Short films by the Brothers Quay take on a surrealistic pedigree. They present an obvious disinterest in logic or any sort of linear narrative. The films instead operate on dream and memory logic. A lack of any audible dialogue lends a voice to the objects that can be uniquely interpreted for each viewer. In THE COMB, there is an oscillation of this sort of visual dialogue between the live action sequences and the stop-motion animation. This juxtaposition forces the viewer to consider a connection between the objects (a woman lying in bed and a doll trying to climb a ladder) even though there may not be one.

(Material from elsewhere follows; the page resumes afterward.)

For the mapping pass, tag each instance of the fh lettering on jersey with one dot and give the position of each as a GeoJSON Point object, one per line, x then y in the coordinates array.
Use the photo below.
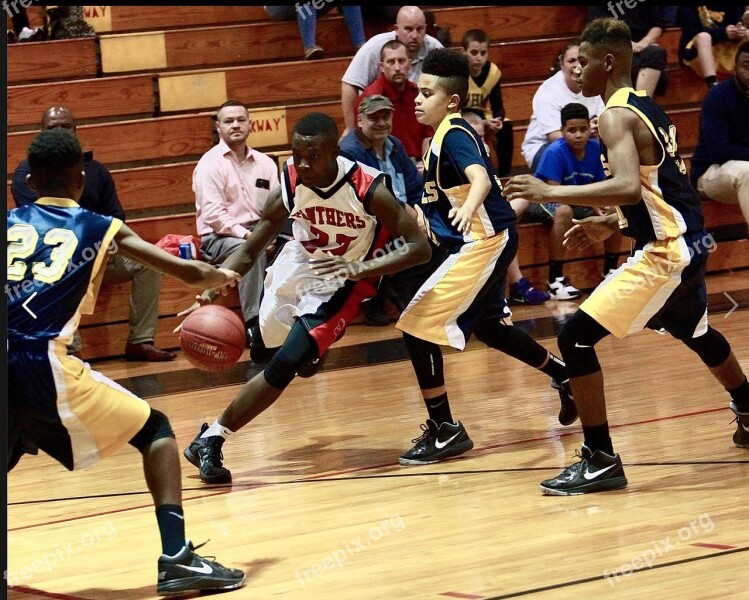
{"type": "Point", "coordinates": [323, 215]}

In the spirit of Salvador Dalí and Luis Buñuel’s surrealistic masterpiece, UN CHIEN ANDALOU (1929), the Quays’ work thrives from the harmony between the two creators. Salvador Dalí and Luis Buñuel created their short film by sharing a fragment of troubling imagery from a dream. They mutually decided to let both disjointed dreams marinate in the film, with only one necessary ingredient proclaimed by Buñuel, “No idea or image that might lend itself to a rational explanation of any kind would be accepted.”
Similarly, the Brothers Quay have no need to disclose the purpose of their narratives, only the process or means in which they arrive at it. Like many famous creative collaborations, the true nature of the inner workings of their minds are better left to myth and legend. They do let us in but as strangers. As the Brothers Quay have said, their invented environments are “fixed systems in which an intruder arrives”.
After the Brothers Quay scurry off with your sense of logic and devoid your mind of any previous associations to the objects they employ, what are you left with? A comb becomes the resolution to a struggle, screws become champions of freedom and “Frankensteined” doll parts become your subconscious thrashing around in the waking hour. No longer do you have control over them; you instead become equals with inanimate objects. The Brothers Quay give their objects an opportunity to exercise influence over their creator—let the existential crisis commence!